Speaking with journalists, the President, PETROAN, Prince Billy Harry, who is also the National Vice President, Nigeria Chamber of Commerce, Industry, Mines and Agriculture (NACCIMA), said in Rivers alone, the marketers were losing about N300 million as a result of the sudden change.
The Federal Government last week announced the reduction of fuel pump price from N145 per litre to N125 per litre.
Given the breakdown, Harry said: “As at the time government made this announcement, many of us just bought new product at the old price. For instance, we bought this product at N133.28k per litre and to be sold at N145 litre. But now government said we should sell at N125 per litre. We are losing about N20 on each litre.
“Now in Rivers alone, the statistics we have at the moment says that about 15 million litres have been bought at the old rate. Now when you multiply that by N20 loss, that gives us about N300 million loss. Now, marketers across the country are buying nothing less than 500million litres at a go. So you can imagine how much we will lose with this sudden change.”
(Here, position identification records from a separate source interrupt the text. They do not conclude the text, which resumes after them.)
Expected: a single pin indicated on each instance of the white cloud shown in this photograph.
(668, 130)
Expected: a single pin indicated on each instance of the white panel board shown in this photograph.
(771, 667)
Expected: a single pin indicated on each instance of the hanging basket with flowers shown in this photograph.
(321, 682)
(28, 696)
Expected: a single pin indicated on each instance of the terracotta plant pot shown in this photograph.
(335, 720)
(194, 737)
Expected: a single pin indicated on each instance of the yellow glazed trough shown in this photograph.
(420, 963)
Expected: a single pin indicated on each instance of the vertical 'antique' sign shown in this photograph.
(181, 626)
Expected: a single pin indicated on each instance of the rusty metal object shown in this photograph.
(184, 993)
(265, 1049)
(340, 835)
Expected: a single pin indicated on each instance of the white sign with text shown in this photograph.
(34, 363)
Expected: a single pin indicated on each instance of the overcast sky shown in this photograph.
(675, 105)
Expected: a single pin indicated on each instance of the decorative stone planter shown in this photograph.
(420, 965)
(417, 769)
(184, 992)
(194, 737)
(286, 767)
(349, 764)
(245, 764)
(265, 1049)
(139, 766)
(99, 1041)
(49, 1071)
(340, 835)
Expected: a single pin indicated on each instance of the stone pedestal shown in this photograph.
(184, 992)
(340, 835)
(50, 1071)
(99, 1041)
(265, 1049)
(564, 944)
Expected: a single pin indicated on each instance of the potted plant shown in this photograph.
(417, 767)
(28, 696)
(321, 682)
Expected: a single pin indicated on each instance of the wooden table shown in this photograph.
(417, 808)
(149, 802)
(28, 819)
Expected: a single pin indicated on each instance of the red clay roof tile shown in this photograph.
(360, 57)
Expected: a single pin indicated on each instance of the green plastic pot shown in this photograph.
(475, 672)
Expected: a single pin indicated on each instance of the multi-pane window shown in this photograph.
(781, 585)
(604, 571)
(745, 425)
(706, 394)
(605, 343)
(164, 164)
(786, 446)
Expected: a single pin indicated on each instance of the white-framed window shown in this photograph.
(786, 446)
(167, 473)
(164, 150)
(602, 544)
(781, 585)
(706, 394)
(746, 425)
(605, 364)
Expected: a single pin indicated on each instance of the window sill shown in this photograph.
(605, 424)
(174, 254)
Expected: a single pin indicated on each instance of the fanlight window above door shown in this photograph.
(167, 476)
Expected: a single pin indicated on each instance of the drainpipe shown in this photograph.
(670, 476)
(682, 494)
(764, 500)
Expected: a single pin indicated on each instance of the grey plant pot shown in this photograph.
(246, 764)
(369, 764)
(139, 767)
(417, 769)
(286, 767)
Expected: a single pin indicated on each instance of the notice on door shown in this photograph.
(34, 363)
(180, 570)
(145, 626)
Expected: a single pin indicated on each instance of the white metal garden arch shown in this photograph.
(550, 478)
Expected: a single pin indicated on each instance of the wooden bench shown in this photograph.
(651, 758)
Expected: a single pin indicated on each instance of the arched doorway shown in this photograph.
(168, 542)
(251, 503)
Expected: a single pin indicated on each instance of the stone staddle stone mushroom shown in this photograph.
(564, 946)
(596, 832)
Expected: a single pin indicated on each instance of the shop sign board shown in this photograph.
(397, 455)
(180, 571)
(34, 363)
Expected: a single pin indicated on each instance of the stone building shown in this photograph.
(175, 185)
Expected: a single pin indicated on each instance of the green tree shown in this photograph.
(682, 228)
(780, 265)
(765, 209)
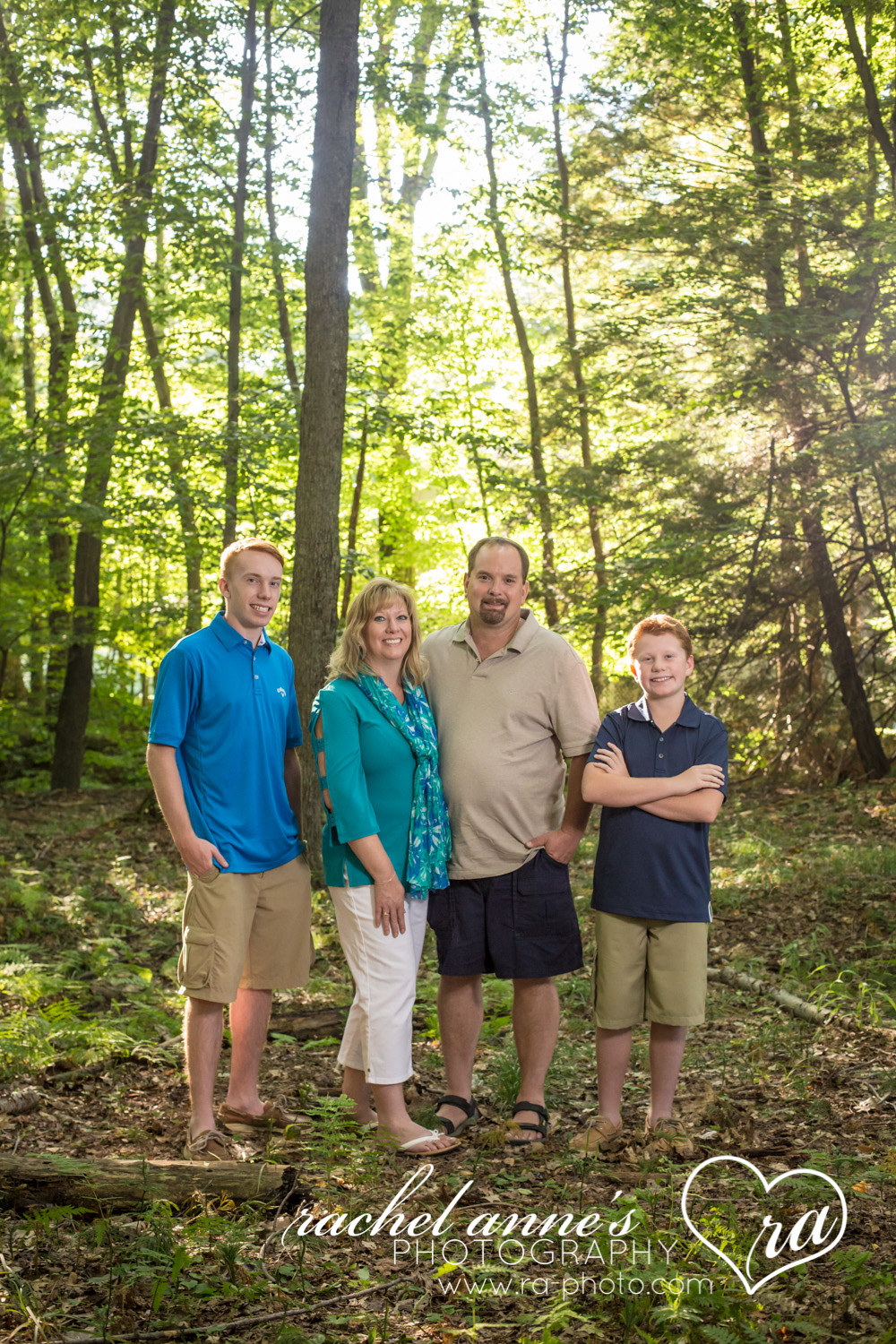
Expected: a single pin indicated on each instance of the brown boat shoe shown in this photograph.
(600, 1134)
(274, 1116)
(669, 1136)
(212, 1147)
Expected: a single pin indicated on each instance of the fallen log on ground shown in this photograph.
(791, 1003)
(117, 1185)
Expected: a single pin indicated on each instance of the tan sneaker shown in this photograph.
(212, 1147)
(669, 1136)
(600, 1136)
(274, 1116)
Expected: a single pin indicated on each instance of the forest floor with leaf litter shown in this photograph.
(89, 1016)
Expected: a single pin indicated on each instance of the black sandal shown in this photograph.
(469, 1107)
(540, 1129)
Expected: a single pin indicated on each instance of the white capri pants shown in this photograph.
(379, 1027)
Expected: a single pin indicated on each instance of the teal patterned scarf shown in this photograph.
(430, 838)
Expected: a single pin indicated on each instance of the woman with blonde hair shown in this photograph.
(386, 846)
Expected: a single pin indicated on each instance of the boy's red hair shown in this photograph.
(253, 543)
(659, 624)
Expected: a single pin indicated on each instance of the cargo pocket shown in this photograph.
(547, 909)
(196, 959)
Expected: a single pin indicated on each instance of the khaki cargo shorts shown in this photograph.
(246, 930)
(648, 969)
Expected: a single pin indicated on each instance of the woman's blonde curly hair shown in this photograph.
(349, 653)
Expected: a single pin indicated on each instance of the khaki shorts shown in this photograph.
(246, 930)
(653, 969)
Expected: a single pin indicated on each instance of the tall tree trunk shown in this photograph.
(74, 706)
(801, 426)
(237, 254)
(541, 491)
(314, 590)
(61, 317)
(575, 358)
(280, 287)
(179, 483)
(351, 545)
(410, 134)
(842, 655)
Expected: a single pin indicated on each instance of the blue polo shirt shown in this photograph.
(230, 710)
(649, 867)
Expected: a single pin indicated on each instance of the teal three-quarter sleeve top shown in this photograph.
(370, 777)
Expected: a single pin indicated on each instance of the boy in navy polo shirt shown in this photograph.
(659, 771)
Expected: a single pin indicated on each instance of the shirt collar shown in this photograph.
(689, 717)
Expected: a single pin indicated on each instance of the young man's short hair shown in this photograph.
(659, 624)
(498, 540)
(252, 543)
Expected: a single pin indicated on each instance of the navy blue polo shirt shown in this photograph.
(230, 710)
(649, 867)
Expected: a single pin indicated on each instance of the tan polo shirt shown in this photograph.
(505, 725)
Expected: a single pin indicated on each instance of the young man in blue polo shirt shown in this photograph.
(222, 760)
(659, 771)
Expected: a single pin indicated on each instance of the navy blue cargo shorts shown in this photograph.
(519, 925)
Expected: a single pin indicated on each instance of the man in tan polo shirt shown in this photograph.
(511, 701)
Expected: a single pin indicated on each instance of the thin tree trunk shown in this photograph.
(74, 706)
(351, 547)
(280, 287)
(314, 590)
(234, 319)
(541, 491)
(575, 358)
(869, 90)
(45, 254)
(180, 489)
(179, 484)
(836, 629)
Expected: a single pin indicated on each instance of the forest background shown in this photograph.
(374, 279)
(619, 284)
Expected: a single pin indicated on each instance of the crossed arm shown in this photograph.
(692, 796)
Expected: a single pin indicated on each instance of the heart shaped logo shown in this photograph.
(815, 1228)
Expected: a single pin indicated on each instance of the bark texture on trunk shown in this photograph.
(237, 254)
(74, 704)
(314, 590)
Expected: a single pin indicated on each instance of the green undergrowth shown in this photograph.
(804, 900)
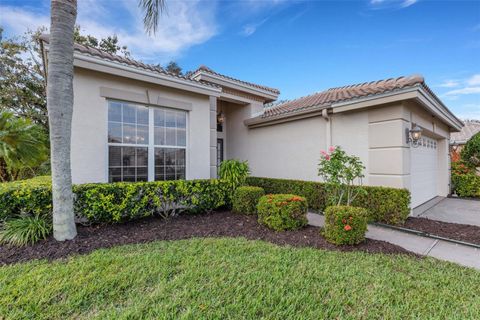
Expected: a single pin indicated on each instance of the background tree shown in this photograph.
(22, 76)
(22, 147)
(174, 68)
(60, 104)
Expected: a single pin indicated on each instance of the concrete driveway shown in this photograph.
(455, 211)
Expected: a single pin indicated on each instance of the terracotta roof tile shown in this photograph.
(208, 70)
(333, 95)
(127, 61)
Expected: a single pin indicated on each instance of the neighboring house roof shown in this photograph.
(127, 61)
(210, 71)
(333, 95)
(471, 127)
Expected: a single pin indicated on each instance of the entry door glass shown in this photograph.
(219, 151)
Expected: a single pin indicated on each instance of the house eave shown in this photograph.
(269, 96)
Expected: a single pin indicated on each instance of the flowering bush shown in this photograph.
(282, 211)
(341, 171)
(345, 225)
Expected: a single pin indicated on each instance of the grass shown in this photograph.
(237, 279)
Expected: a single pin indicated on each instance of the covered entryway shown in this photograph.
(424, 171)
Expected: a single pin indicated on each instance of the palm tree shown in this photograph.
(60, 104)
(22, 146)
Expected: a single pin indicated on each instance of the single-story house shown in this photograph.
(136, 122)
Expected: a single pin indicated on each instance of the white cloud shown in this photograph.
(186, 23)
(408, 3)
(19, 21)
(462, 91)
(380, 4)
(449, 84)
(250, 29)
(474, 80)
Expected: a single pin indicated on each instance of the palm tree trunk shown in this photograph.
(60, 110)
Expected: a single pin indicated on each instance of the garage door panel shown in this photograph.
(424, 171)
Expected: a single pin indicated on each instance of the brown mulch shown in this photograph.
(216, 224)
(461, 232)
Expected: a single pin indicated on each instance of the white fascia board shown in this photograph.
(416, 92)
(98, 64)
(235, 85)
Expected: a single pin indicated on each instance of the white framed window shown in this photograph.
(145, 143)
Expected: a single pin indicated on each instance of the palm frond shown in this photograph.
(152, 10)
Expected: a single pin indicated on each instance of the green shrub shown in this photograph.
(471, 151)
(282, 211)
(245, 199)
(466, 185)
(388, 205)
(117, 202)
(25, 230)
(345, 224)
(233, 172)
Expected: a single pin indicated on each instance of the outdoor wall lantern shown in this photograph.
(414, 135)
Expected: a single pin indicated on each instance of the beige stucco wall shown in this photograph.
(290, 150)
(89, 125)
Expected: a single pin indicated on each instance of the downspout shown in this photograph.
(328, 128)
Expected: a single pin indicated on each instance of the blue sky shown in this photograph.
(298, 47)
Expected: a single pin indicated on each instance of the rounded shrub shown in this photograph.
(471, 152)
(345, 224)
(245, 199)
(282, 211)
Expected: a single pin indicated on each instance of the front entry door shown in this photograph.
(219, 152)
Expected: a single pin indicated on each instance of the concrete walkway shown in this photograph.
(440, 249)
(455, 211)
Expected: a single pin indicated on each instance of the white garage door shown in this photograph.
(423, 171)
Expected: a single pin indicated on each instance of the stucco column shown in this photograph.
(213, 137)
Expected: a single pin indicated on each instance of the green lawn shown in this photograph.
(237, 279)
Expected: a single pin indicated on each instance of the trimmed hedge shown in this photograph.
(384, 204)
(282, 211)
(345, 224)
(466, 185)
(245, 199)
(116, 202)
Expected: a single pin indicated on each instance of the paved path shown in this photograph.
(443, 250)
(455, 211)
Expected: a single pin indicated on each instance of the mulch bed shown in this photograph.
(462, 232)
(215, 224)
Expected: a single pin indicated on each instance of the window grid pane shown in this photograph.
(129, 124)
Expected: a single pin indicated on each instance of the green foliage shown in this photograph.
(282, 211)
(23, 146)
(466, 185)
(226, 278)
(234, 172)
(245, 199)
(115, 202)
(25, 230)
(108, 44)
(345, 225)
(384, 204)
(471, 151)
(340, 171)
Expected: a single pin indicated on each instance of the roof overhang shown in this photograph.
(417, 93)
(223, 82)
(98, 64)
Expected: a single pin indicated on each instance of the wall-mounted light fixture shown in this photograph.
(220, 117)
(414, 135)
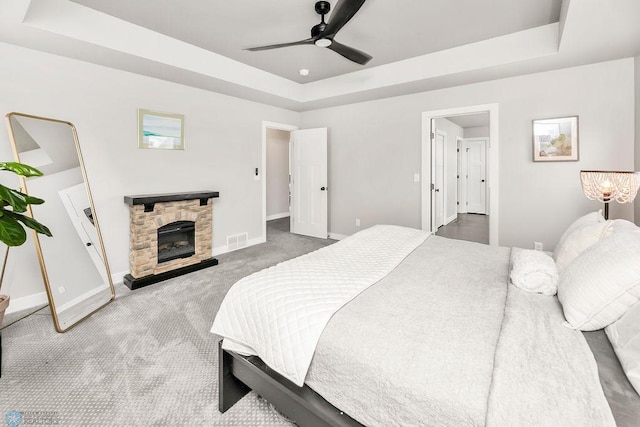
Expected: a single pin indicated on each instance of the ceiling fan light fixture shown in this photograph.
(323, 42)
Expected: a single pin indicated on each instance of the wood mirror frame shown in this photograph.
(73, 262)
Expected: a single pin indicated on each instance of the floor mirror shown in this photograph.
(73, 262)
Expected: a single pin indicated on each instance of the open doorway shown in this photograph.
(466, 215)
(460, 170)
(275, 185)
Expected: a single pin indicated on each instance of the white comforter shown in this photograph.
(279, 313)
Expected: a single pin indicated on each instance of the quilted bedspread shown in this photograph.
(279, 313)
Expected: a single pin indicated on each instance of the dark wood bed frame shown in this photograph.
(237, 375)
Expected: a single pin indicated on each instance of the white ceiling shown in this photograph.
(417, 45)
(390, 31)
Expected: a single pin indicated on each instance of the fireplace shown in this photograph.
(170, 235)
(176, 240)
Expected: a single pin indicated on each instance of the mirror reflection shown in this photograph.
(73, 261)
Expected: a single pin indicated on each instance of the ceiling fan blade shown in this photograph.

Harry called on the Federal Government to come up with palliative measures to support its members, who may incur losses due to the sudden reduction in fuel pump price.
He said the union found it necessary to make the request in view of the fact that 95 per cent of its members, who have old stocks of the commodity, would incur a huge loss following the reduction of the fuel pump price.
“Even though we are happy with the new development and the Federal Government should be commended for the gesture, but the government should consider the fact that many of our members with old stocks will incur a huge loss,” he noted.
According to him, the palliative measures would go a along way in reducing the loss the marketers will incur since most of them have the old stocks, which were supposed to be disposed at the N145 per litre in order to recover their money.